Here, Wikipedia gives an example of 5 images with the same pixel dimensions of 300 pixels by 225 pixels, but with differing bit depths from 1 bit/pixel all the way to 24 bits/pixel. I thought that to calculate the file size of a given image, I could just consider the total number of pixels (300*225=67,500 pixels) and then multiply this further by the bit depth of the image, then divide by 8 to get the number of bytes and divide by 1024 to get the number of KB. However, when I do this, my calculations always seem to overestimate the actual image file size by around a factor of 2. Does anyone know why this naive calculation doesn't work?


2 Answers 2


Your naive computation works on naive image formats (early BMP, TGA).

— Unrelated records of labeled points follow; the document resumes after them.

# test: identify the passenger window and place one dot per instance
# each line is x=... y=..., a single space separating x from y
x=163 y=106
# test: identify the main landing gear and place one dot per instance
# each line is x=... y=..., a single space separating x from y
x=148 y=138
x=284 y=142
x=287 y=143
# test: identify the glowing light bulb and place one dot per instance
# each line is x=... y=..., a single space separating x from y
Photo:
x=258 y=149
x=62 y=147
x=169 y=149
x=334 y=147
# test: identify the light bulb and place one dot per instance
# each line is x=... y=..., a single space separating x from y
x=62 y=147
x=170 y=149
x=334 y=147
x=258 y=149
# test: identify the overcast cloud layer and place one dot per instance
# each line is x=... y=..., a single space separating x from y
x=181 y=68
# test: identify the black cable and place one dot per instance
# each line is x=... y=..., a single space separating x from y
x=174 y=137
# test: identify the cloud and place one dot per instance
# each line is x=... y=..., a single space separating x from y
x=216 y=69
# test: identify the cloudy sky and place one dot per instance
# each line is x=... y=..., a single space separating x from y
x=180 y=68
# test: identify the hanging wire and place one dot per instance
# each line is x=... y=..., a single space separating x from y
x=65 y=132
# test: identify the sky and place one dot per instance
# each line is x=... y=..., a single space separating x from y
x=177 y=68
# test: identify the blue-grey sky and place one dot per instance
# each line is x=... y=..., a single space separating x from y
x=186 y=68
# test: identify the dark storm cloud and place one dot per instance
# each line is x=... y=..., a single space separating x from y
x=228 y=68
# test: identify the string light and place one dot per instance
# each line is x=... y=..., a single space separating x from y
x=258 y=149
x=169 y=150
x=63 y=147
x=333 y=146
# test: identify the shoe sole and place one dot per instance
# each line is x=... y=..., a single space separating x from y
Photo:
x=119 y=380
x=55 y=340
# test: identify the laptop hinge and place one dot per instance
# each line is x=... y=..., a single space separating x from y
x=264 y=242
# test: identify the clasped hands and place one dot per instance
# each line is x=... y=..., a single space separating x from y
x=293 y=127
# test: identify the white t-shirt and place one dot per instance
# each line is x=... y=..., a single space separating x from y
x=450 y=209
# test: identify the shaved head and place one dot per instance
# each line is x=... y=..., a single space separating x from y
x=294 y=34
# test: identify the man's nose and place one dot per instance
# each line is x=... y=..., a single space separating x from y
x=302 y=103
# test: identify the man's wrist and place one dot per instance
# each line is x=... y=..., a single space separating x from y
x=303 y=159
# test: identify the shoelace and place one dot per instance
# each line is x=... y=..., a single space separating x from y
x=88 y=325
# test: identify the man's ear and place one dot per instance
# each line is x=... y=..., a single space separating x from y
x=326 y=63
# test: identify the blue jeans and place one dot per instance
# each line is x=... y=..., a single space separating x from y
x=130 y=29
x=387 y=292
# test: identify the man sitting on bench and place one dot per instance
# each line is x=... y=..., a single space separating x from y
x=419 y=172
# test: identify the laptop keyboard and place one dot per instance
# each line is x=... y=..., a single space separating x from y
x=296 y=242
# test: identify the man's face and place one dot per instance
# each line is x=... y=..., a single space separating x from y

However, most popular image formats use some form of compression, which can be lossless or lossy, and in both cases, the achieved size reduction will depend on the image content.

PNG and GIF do something close to "run-length-encoding" (RLE): when several contiguous pixels have the same value they are replaced by a single value and a count. Other formats (like some options of TIFF) can do an internal ZIP-like compression of the data. These methods are "lossless": the output of the decompression is exactly identical to the input.

Other formats (JPG in particular) drop parts of the data that make hopefully little difference. These methods are "lossy" because the image you get out may not be exactly the source image.


The reason is simple. The images are in PNG format, which implies lossless compression (like zip) of the data. Your calculations will be true if you store the image information without compression.

You even can see an odd situation if the image uses lossy compression (like JPG) where depending on the level of JPG compression you might get an image with greater colour depth but a smaller size.